Trail or stream bed? Probably both depending on the season. Progress was slow weaving up Reavis Trail Canyon. Dense foliage covered much of the trail making snake spotting hard.
The trail opens up at Reavis Saddle with some fine views of the surrounding Superstition Mountains.
Then descends briefly to Roosevelt Lake which was completed in 1911. Roosevelt Lake has an RV camp and over the road an Information Centre that has running water available for hikers. The Marina also serves food and snacks. It appeared to be a very popular place for fishing.
The initial ascent out of Roosevelt Lake was brutal in the midday sun.
Soon you find yourself of a ridge looking down on Apache Lake through a forest of small Sagauro Cactuses. This is one of my favourite pictures from the AZT. I never got bored of Sagauro Cactuses.
Often setting up the tarp wasn't necessary in Arizona. When I did it was for protection from windblown sand and not rain. Here a bivi bag was more than enough, and kept out the hordes of ants that appear during the warmer daylight hours. The ground is baked hard and very uncomfortable to lie on. My closed-cell pad did not prove adequate and later would be replaced with a Neoair mattress.
The Four Peaks Wilderness suffered a major fire in 1996 that consumed 60000 acres in a single week making it the largest fire in Arizona's history. While the landscape is slowly recovering the trail has all but disappeared in many areas. Progress is slow and a GPS very helpful. There are many burnt trees straddling the trail that need to be climbed over or slid under. The fire was started by campers and should be a warning to us all. Is that camp fire really necessary?
No-mans land gives a short break between the Four Peaks Wilderness and the next and greatest challenge of the AZT, the Mazatzal Wilderness.
The 1/2 way point of the AZT is reached in the Mazatzal Wilderness. Somebody has made a nice little marker on the trail for us to celebrate around.
The Mazatzal Wilderness was also destroyed by a more recent fire in 2004. Progress here is even slower and more difficult than in the Four Peak Wilderness. AZT hikers often road walk around this wilderness because of its fearsome reputation. Even the great Andrew Skurka drew the line here and found an alternative. It was certainly the toughest section of the entire trail but also surprisingly satisfying. I made a live audio recording from this section which you can listen to over on Andy Howell's blog.

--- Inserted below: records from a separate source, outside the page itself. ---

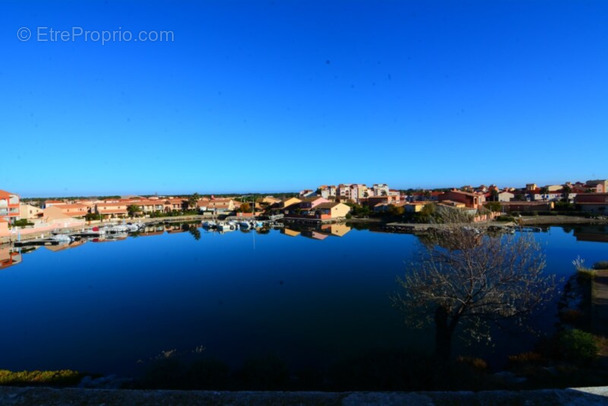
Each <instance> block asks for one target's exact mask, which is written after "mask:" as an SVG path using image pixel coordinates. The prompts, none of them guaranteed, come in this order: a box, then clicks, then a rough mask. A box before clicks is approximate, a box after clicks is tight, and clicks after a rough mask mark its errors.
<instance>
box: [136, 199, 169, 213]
mask: <svg viewBox="0 0 608 406" xmlns="http://www.w3.org/2000/svg"><path fill="white" fill-rule="evenodd" d="M131 204H135V205H137V206H139V208H140V209H141V211H142V212H143V213H145V214H150V213H155V212H162V211H164V210H165V205H164V203H163V201H162V200H158V199H142V200H140V201H137V202H132V203H131ZM131 204H129V205H131ZM127 207H128V206H127Z"/></svg>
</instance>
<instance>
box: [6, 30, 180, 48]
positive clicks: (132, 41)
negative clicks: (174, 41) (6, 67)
mask: <svg viewBox="0 0 608 406" xmlns="http://www.w3.org/2000/svg"><path fill="white" fill-rule="evenodd" d="M17 38H18V39H19V41H22V42H26V41H30V40H35V41H37V42H94V43H99V44H101V45H105V44H109V43H117V42H174V41H175V34H174V32H173V31H171V30H150V31H145V30H140V31H137V32H133V31H130V30H125V29H123V28H122V27H118V28H117V29H115V30H88V29H85V28H83V27H70V28H69V29H62V30H59V29H56V28H53V27H42V26H40V27H36V28H35V29H34V30H33V31H32V30H31V29H30V28H28V27H21V28H19V29H18V30H17Z"/></svg>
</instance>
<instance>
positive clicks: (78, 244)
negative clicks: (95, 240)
mask: <svg viewBox="0 0 608 406" xmlns="http://www.w3.org/2000/svg"><path fill="white" fill-rule="evenodd" d="M86 242H87V240H80V241H72V242H71V243H69V244H57V245H45V246H44V248H46V249H47V250H49V251H53V252H57V251H63V250H65V249H68V248H75V247H80V246H81V245H82V244H84V243H86Z"/></svg>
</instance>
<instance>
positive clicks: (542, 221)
mask: <svg viewBox="0 0 608 406" xmlns="http://www.w3.org/2000/svg"><path fill="white" fill-rule="evenodd" d="M206 218H208V216H204V215H189V216H175V217H154V218H135V219H116V220H114V221H104V222H100V221H98V220H96V221H91V222H87V223H85V224H82V225H79V226H75V227H60V228H56V229H54V230H52V231H49V230H43V231H40V232H32V233H29V234H23V235H21V240H22V241H23V240H33V239H38V238H44V237H45V236H48V235H51V234H52V232H59V233H62V232H66V231H79V230H83V229H86V228H90V227H95V226H100V225H107V224H116V223H122V222H123V221H125V222H132V223H145V224H149V223H158V222H163V223H164V222H168V223H173V222H180V221H199V220H201V221H202V220H203V219H206ZM516 220H518V221H521V223H520V225H523V226H546V227H549V226H555V227H559V226H563V225H571V224H574V225H608V218H606V217H604V218H586V217H579V216H563V215H557V216H522V217H518V218H517V219H516ZM340 223H345V224H352V225H355V224H368V225H378V226H381V227H387V226H389V225H390V224H400V225H403V226H406V227H411V228H412V229H418V228H428V227H429V226H433V227H437V226H440V227H441V226H442V224H433V223H399V222H397V221H394V220H387V219H384V218H378V217H371V218H369V217H368V218H356V217H353V218H350V219H347V220H343V221H341V222H340ZM465 224H466V225H467V226H475V225H477V226H480V227H488V226H492V225H495V226H517V225H518V224H517V223H516V222H500V221H495V220H493V221H484V222H479V223H463V225H465ZM14 241H17V238H16V237H15V236H5V237H0V244H10V243H12V242H14Z"/></svg>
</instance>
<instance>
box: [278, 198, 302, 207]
mask: <svg viewBox="0 0 608 406" xmlns="http://www.w3.org/2000/svg"><path fill="white" fill-rule="evenodd" d="M300 202H301V200H300V199H298V198H297V197H288V198H287V199H285V200H283V201H282V202H281V208H282V209H285V208H288V207H291V206H293V205H294V204H299V203H300Z"/></svg>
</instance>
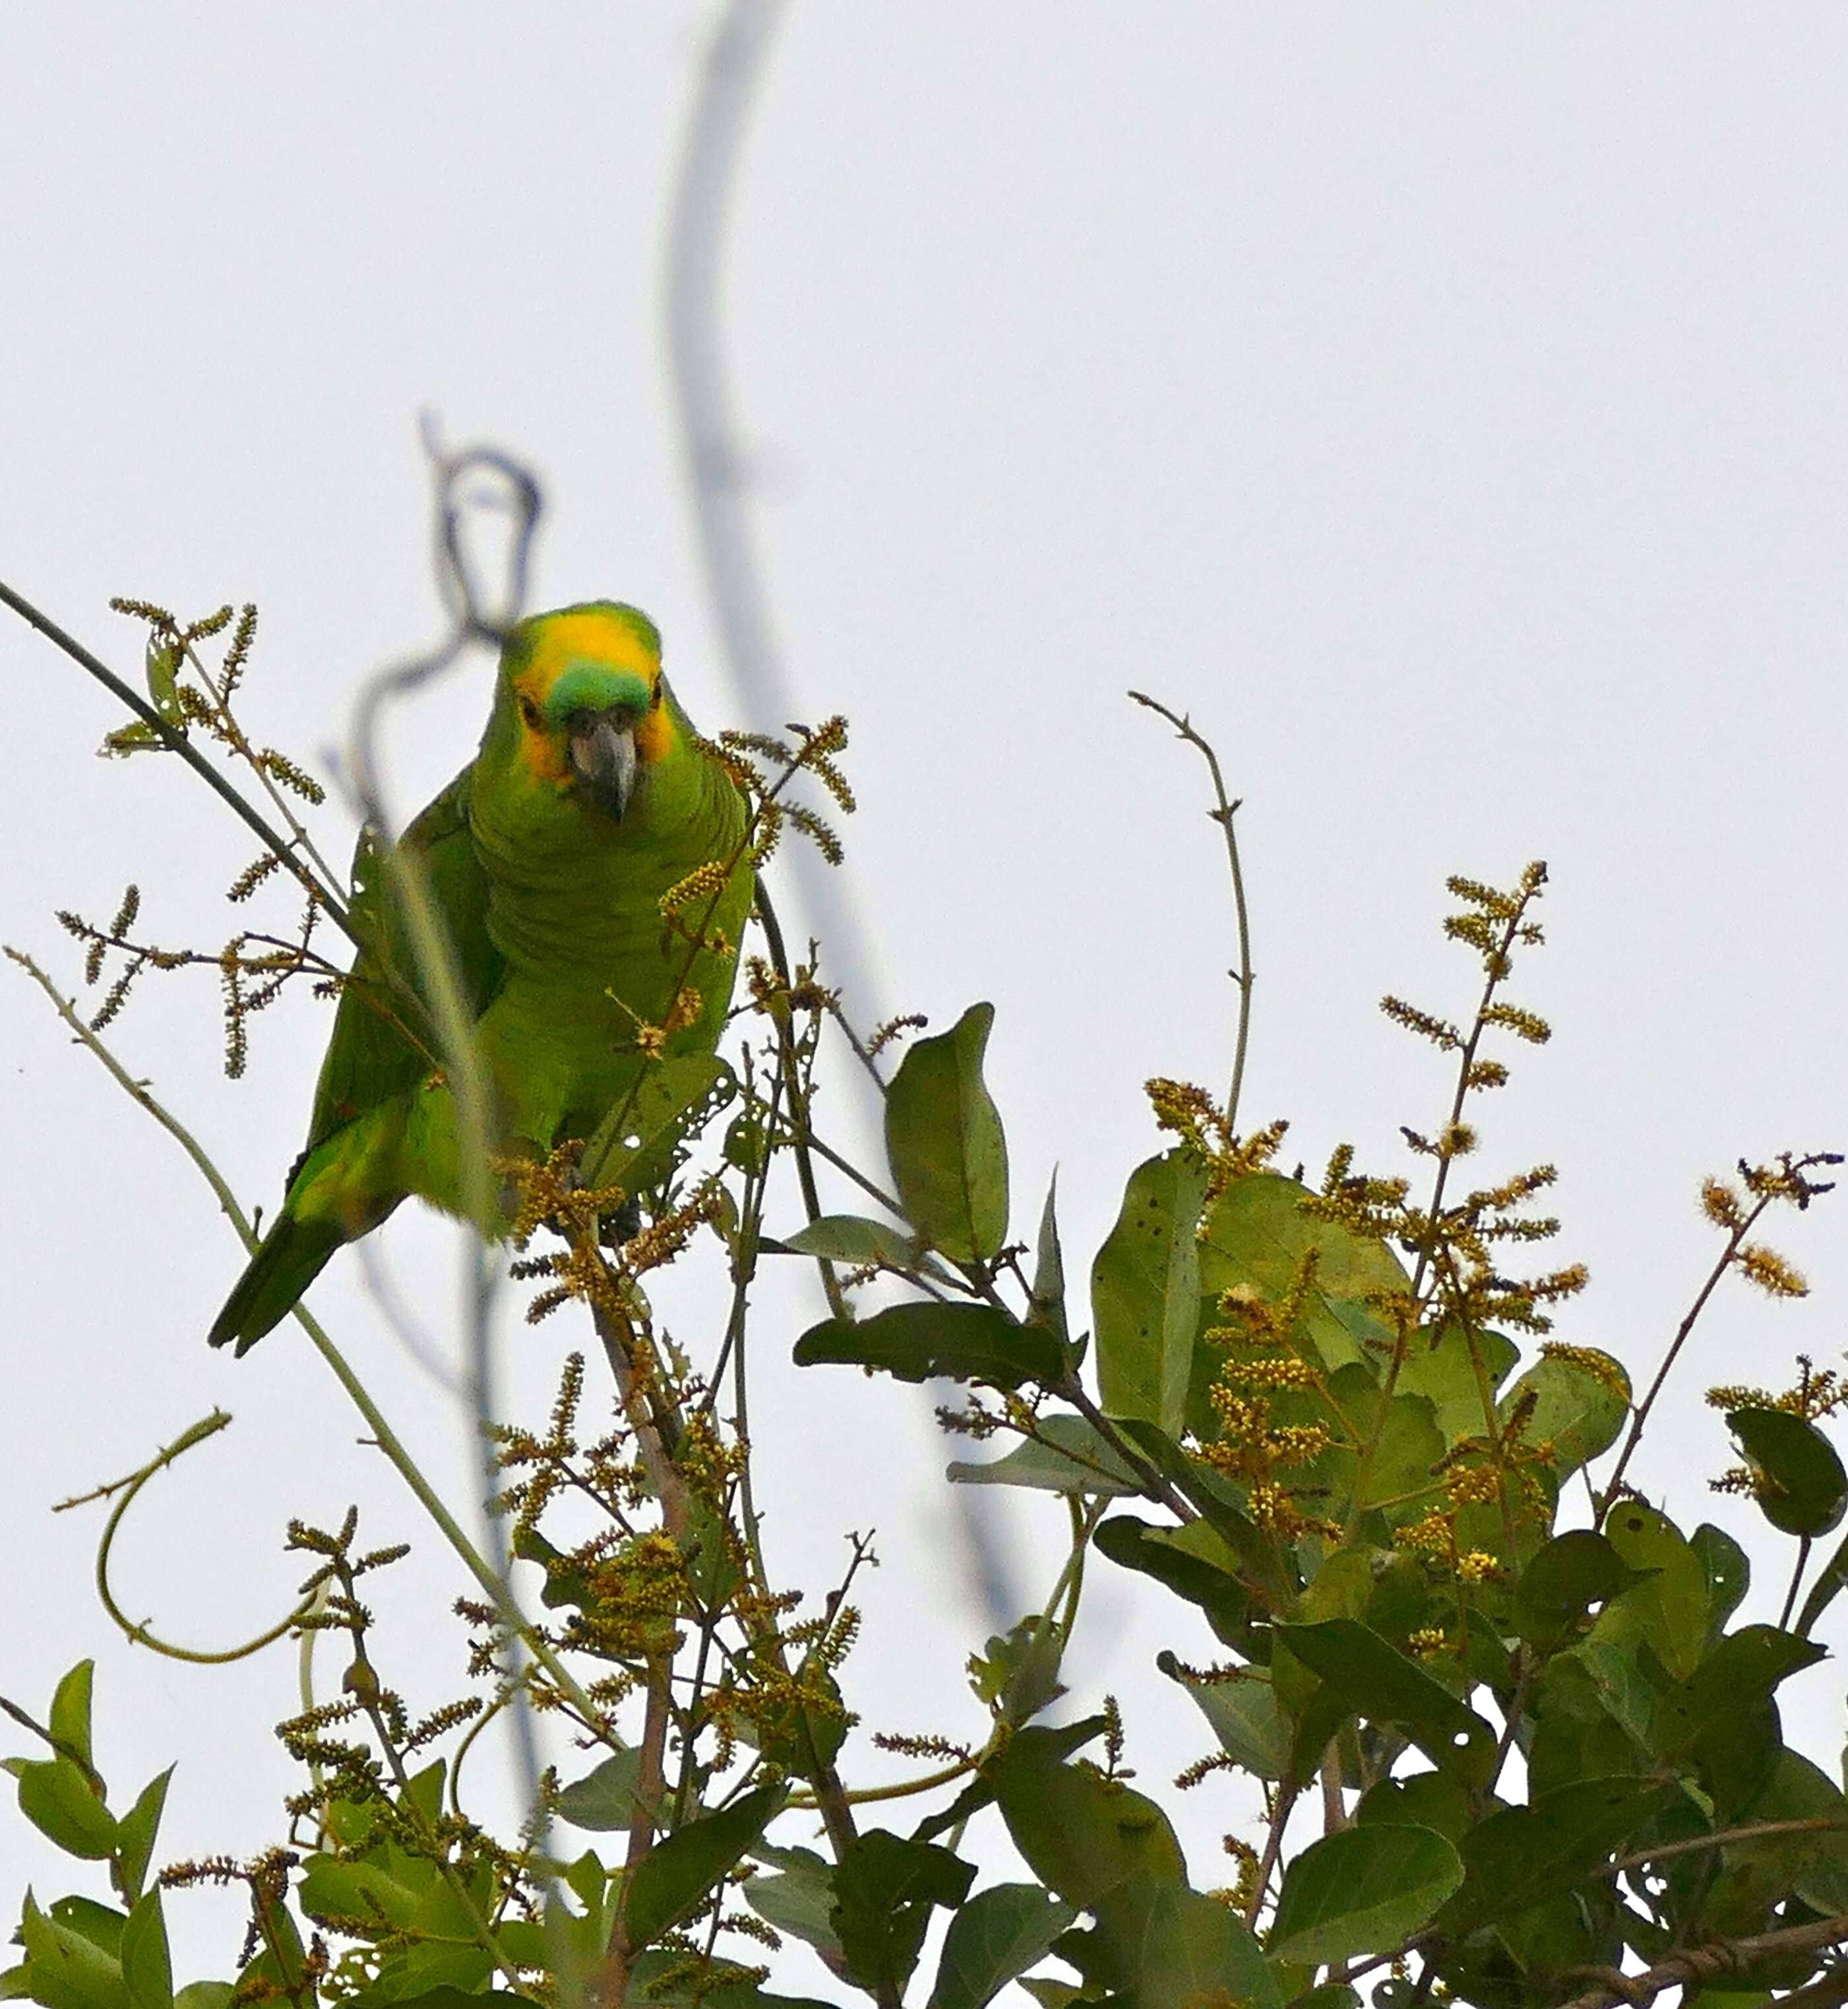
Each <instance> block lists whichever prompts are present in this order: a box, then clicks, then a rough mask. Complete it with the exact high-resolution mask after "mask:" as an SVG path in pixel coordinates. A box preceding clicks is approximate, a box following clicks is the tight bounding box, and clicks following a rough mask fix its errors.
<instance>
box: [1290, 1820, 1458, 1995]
mask: <svg viewBox="0 0 1848 2009" xmlns="http://www.w3.org/2000/svg"><path fill="white" fill-rule="evenodd" d="M1460 1882H1462V1860H1460V1856H1458V1854H1456V1850H1454V1848H1452V1846H1450V1842H1446V1840H1444V1836H1442V1834H1434V1832H1432V1830H1430V1828H1406V1826H1394V1824H1388V1822H1370V1824H1368V1826H1354V1828H1342V1832H1340V1834H1330V1836H1326V1838H1324V1840H1320V1842H1312V1844H1310V1846H1308V1848H1304V1850H1302V1854H1298V1856H1296V1858H1294V1860H1292V1864H1290V1868H1288V1872H1286V1876H1284V1888H1282V1892H1280V1894H1278V1915H1276V1919H1274V1921H1272V1931H1269V1939H1267V1941H1265V1953H1267V1955H1269V1959H1274V1961H1302V1963H1306V1965H1326V1963H1330V1961H1346V1959H1350V1957H1352V1955H1356V1953H1380V1951H1382V1949H1388V1947H1396V1945H1398V1943H1400V1941H1404V1939H1410V1935H1412V1933H1416V1931H1418V1927H1420V1925H1424V1921H1426V1919H1430V1917H1432V1915H1434V1913H1436V1909H1438V1907H1440V1905H1442V1903H1444V1899H1446V1896H1450V1892H1452V1890H1456V1886H1458V1884H1460Z"/></svg>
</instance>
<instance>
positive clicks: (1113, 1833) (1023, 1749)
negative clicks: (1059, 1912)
mask: <svg viewBox="0 0 1848 2009" xmlns="http://www.w3.org/2000/svg"><path fill="white" fill-rule="evenodd" d="M1057 1738H1059V1732H1038V1730H1022V1732H1018V1734H1016V1736H1014V1738H1012V1740H1010V1742H1008V1746H1006V1750H1002V1752H998V1754H996V1756H994V1758H990V1760H988V1764H984V1766H982V1772H984V1776H986V1778H988V1782H990V1784H992V1786H994V1792H996V1798H998V1800H1000V1812H1002V1818H1004V1820H1006V1824H1008V1834H1010V1836H1012V1838H1014V1848H1018V1850H1020V1854H1022V1858H1024V1860H1026V1866H1028V1868H1030V1870H1032V1874H1034V1876H1038V1880H1041V1882H1043V1884H1047V1888H1051V1890H1055V1892H1057V1894H1059V1896H1063V1899H1065V1903H1067V1905H1077V1907H1079V1909H1081V1911H1089V1909H1093V1907H1095V1905H1097V1901H1099V1896H1103V1894H1105V1892H1107V1890H1111V1888H1115V1886H1117V1884H1121V1882H1125V1880H1133V1882H1169V1884H1181V1882H1185V1866H1183V1862H1181V1846H1179V1842H1177V1840H1175V1830H1173V1828H1171V1826H1169V1824H1167V1816H1165V1814H1163V1812H1161V1808H1159V1806H1155V1802H1153V1800H1145V1798H1143V1794H1139V1792H1133V1790H1131V1788H1129V1786H1123V1784H1121V1782H1117V1780H1107V1778H1103V1776H1101V1774H1099V1772H1095V1770H1093V1768H1091V1766H1077V1764H1065V1762H1061V1756H1059V1746H1057V1742H1055V1740H1057Z"/></svg>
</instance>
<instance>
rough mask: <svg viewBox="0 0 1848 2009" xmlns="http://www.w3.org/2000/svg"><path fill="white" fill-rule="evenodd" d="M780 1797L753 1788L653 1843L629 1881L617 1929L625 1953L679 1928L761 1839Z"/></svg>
mask: <svg viewBox="0 0 1848 2009" xmlns="http://www.w3.org/2000/svg"><path fill="white" fill-rule="evenodd" d="M785 1794H787V1790H785V1788H783V1786H759V1788H757V1790H755V1792H747V1794H745V1796H743V1798H741V1800H733V1802H731V1806H725V1808H721V1810H719V1812H717V1814H703V1816H701V1818H699V1820H689V1822H687V1826H685V1828H675V1832H673V1834H669V1836H667V1838H665V1840H661V1842H657V1844H655V1846H653V1848H651V1850H649V1852H647V1854H645V1856H643V1860H641V1862H639V1864H637V1868H635V1872H633V1874H631V1878H629V1899H627V1905H625V1911H623V1923H625V1925H627V1929H629V1943H631V1947H647V1945H651V1943H653V1941H657V1939H659V1937H661V1935H663V1933H665V1931H669V1927H675V1925H679V1923H681V1919H685V1917H687V1913H689V1911H693V1907H695V1905H697V1903H699V1901H701V1899H703V1896H705V1892H707V1890H711V1886H713V1884H715V1882H717V1880H719V1878H721V1876H723V1874H727V1870H731V1868H733V1866H735V1864H737V1858H739V1856H743V1854H745V1852H747V1850H749V1848H751V1844H753V1842H755V1840H757V1836H761V1834H763V1830H765V1828H767V1826H769V1822H771V1818H773V1816H775V1812H777V1808H779V1806H781V1804H783V1798H785Z"/></svg>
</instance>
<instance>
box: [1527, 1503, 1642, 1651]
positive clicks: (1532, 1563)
mask: <svg viewBox="0 0 1848 2009" xmlns="http://www.w3.org/2000/svg"><path fill="white" fill-rule="evenodd" d="M1639 1581H1641V1575H1639V1571H1635V1569H1631V1567H1629V1563H1625V1561H1623V1557H1621V1555H1619V1553H1617V1551H1615V1549H1613V1547H1611V1543H1609V1541H1605V1537H1603V1535H1593V1533H1591V1529H1583V1527H1581V1529H1573V1531H1571V1533H1569V1535H1557V1537H1555V1539H1553V1541H1549V1543H1547V1545H1545V1547H1543V1549H1539V1551H1537V1553H1535V1557H1533V1561H1531V1563H1529V1565H1527V1569H1523V1571H1521V1581H1519V1585H1517V1587H1515V1627H1517V1631H1519V1633H1521V1637H1523V1639H1527V1641H1531V1643H1533V1645H1539V1647H1545V1649H1549V1651H1551V1649H1553V1647H1557V1645H1561V1643H1563V1641H1567V1639H1569V1637H1571V1635H1573V1633H1575V1631H1577V1629H1579V1623H1581V1621H1583V1619H1585V1617H1587V1613H1589V1611H1591V1607H1593V1605H1603V1603H1607V1601H1609V1599H1611V1597H1617V1595H1621V1593H1623V1591H1627V1589H1629V1587H1631V1585H1633V1583H1639Z"/></svg>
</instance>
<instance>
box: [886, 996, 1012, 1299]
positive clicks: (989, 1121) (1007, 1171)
mask: <svg viewBox="0 0 1848 2009" xmlns="http://www.w3.org/2000/svg"><path fill="white" fill-rule="evenodd" d="M992 1025H994V1007H992V1004H970V1009H968V1011H966V1013H964V1015H962V1017H960V1019H958V1021H956V1025H954V1027H952V1029H950V1031H948V1033H940V1035H936V1037H934V1039H920V1041H918V1043H916V1045H914V1047H912V1049H910V1051H908V1053H906V1057H904V1061H902V1063H900V1067H898V1073H896V1075H894V1077H892V1085H890V1087H888V1089H886V1155H888V1159H890V1161H892V1179H894V1183H896V1187H898V1199H900V1203H902V1205H904V1215H906V1219H908V1221H910V1223H912V1227H916V1230H918V1234H920V1236H924V1240H926V1242H928V1244H930V1246H932V1248H936V1250H940V1252H942V1254H944V1256H948V1258H950V1260H952V1262H990V1260H992V1258H994V1256H996V1254H998V1250H1000V1246H1002V1242H1006V1232H1008V1151H1006V1139H1004V1137H1002V1131H1000V1111H998V1109H996V1107H994V1097H990V1093H988V1087H986V1083H984V1081H982V1053H984V1051H986V1047H988V1031H990V1029H992Z"/></svg>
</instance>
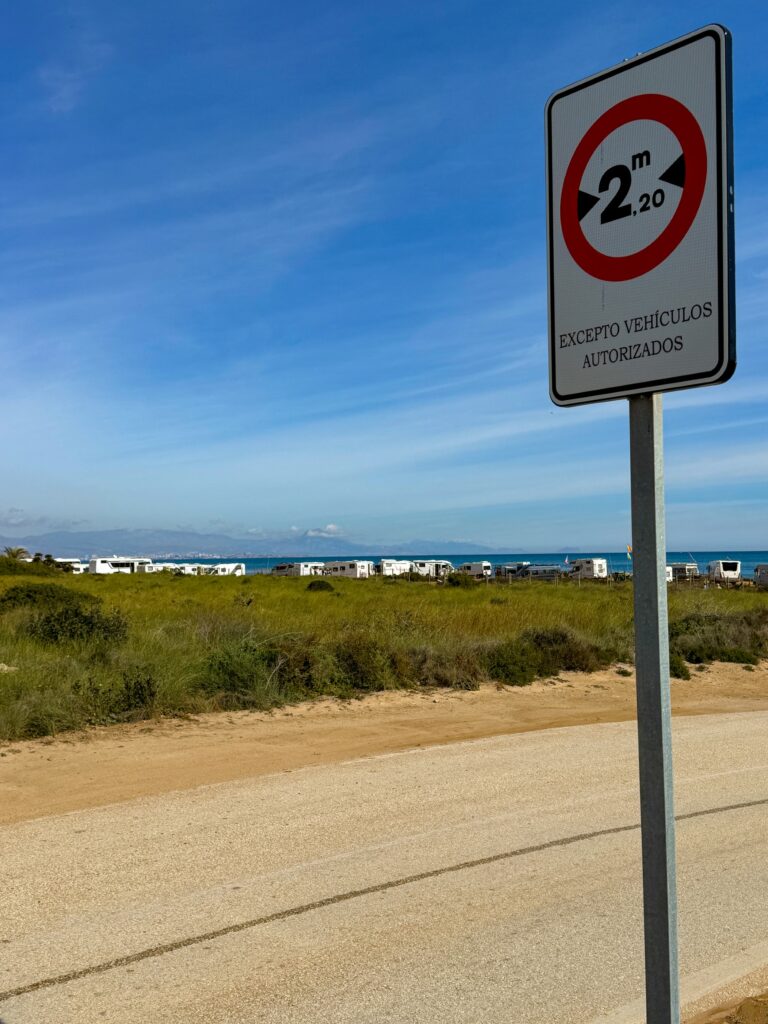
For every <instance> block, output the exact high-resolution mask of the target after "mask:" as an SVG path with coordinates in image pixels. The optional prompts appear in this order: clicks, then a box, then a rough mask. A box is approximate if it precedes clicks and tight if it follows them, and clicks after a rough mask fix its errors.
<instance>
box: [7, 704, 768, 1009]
mask: <svg viewBox="0 0 768 1024" xmlns="http://www.w3.org/2000/svg"><path fill="white" fill-rule="evenodd" d="M766 735H768V713H752V714H739V715H727V716H708V717H702V718H687V719H678V720H676V722H675V757H676V792H677V808H676V810H677V813H678V816H679V818H680V820H679V825H678V860H679V887H680V935H681V961H682V973H683V978H684V983H685V985H686V986H687V988H686V989H685V990H686V992H687V995H688V996H689V997H691V998H693V997H696V996H698V995H701V993H702V992H703V991H706V990H710V989H713V988H715V987H717V985H718V984H720V983H722V982H725V981H726V980H729V981H732V980H733V979H734V978H736V977H737V976H738V975H739V972H740V973H741V974H745V973H746V972H748V971H754V970H756V969H757V968H760V967H761V966H762V961H763V959H764V962H765V964H767V965H768V844H767V843H766V837H768V743H767V742H766ZM636 774H637V766H636V742H635V726H634V723H623V724H607V725H597V726H583V727H579V728H572V729H555V730H551V731H546V732H539V733H526V734H519V735H514V736H508V737H497V738H494V739H485V740H477V741H474V742H462V743H455V744H451V745H446V746H439V748H432V749H427V750H418V751H409V752H406V753H402V754H393V755H385V756H381V757H376V758H370V759H366V760H358V761H353V762H348V763H345V764H341V765H335V766H323V767H316V768H307V769H301V770H298V771H294V772H285V773H282V774H278V775H271V776H263V777H260V778H254V779H248V780H244V781H239V782H225V783H221V784H216V785H210V786H203V787H200V788H197V790H193V791H188V792H179V793H173V794H169V795H165V796H162V797H153V798H144V799H141V800H136V801H131V802H129V803H123V804H116V805H112V806H109V807H103V808H97V809H90V810H86V811H77V812H73V813H70V814H65V815H60V816H56V817H47V818H40V819H37V820H32V821H28V822H25V823H20V824H15V825H9V826H6V827H4V828H3V829H1V830H0V864H2V896H1V897H0V899H1V900H2V906H1V907H0V1018H1V1019H2V1021H3V1022H4V1024H40V1022H44V1021H50V1022H56V1024H74V1022H77V1024H90V1022H101V1021H105V1022H113V1021H114V1022H125V1021H131V1022H138V1021H141V1022H163V1024H164V1022H169V1024H170V1022H174V1024H176V1022H178V1024H189V1022H193V1021H194V1022H196V1024H208V1022H216V1024H230V1022H231V1024H233V1022H249V1024H251V1022H270V1024H271V1022H275V1024H276V1022H280V1024H294V1022H296V1024H299V1022H301V1024H309V1022H312V1024H318V1022H334V1024H347V1022H349V1024H352V1022H354V1024H368V1022H371V1024H374V1022H376V1024H383V1022H402V1024H406V1022H408V1024H417V1022H430V1024H431V1022H441V1024H459V1022H462V1024H475V1022H478V1024H479V1022H483V1024H494V1022H499V1024H501V1022H502V1021H503V1022H505V1024H508V1022H510V1021H515V1022H516V1024H524V1022H537V1024H539V1022H549V1024H553V1022H563V1024H564V1022H568V1024H572V1022H582V1021H583V1022H592V1021H597V1020H600V1021H615V1022H621V1024H630V1022H633V1021H635V1020H638V1021H639V1020H642V1001H641V996H642V925H641V923H642V902H641V888H640V834H639V828H638V820H639V808H638V799H637V782H636Z"/></svg>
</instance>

As always water is hard to find and even with a guidebook and GPS this source proved elusive. Hardly surprising giving its small size and all the surrounding foliage.
More photos of the Mazatzal Wilderness and its slow recovery. The trees will take years to regrow but the scrub and cactuses are growing fast. Bad news for hikers! Everything in Arizona is sharp and legs and arms were soon lacerated.
This poor tree was strangely beautiful in its own way. More of a sculpture now than a tree but it caught my attention.
Final stretch to Pine is across the Hardscrabble Mesa and is a much easier hike than the two wildernesses already passed through. On this section I caught up with GT (German Tourist) and Li Brannfors who had joined GT for a few days. Both Li and GT are Triple Crowners having hiked the AT, PCT and CDT. One day I hope to join this club.
Pine is a very pretty town and full of tourists. Accommodation was scarce and very expensive but of high quality. After the exertions of the last few days I took a day off to relax.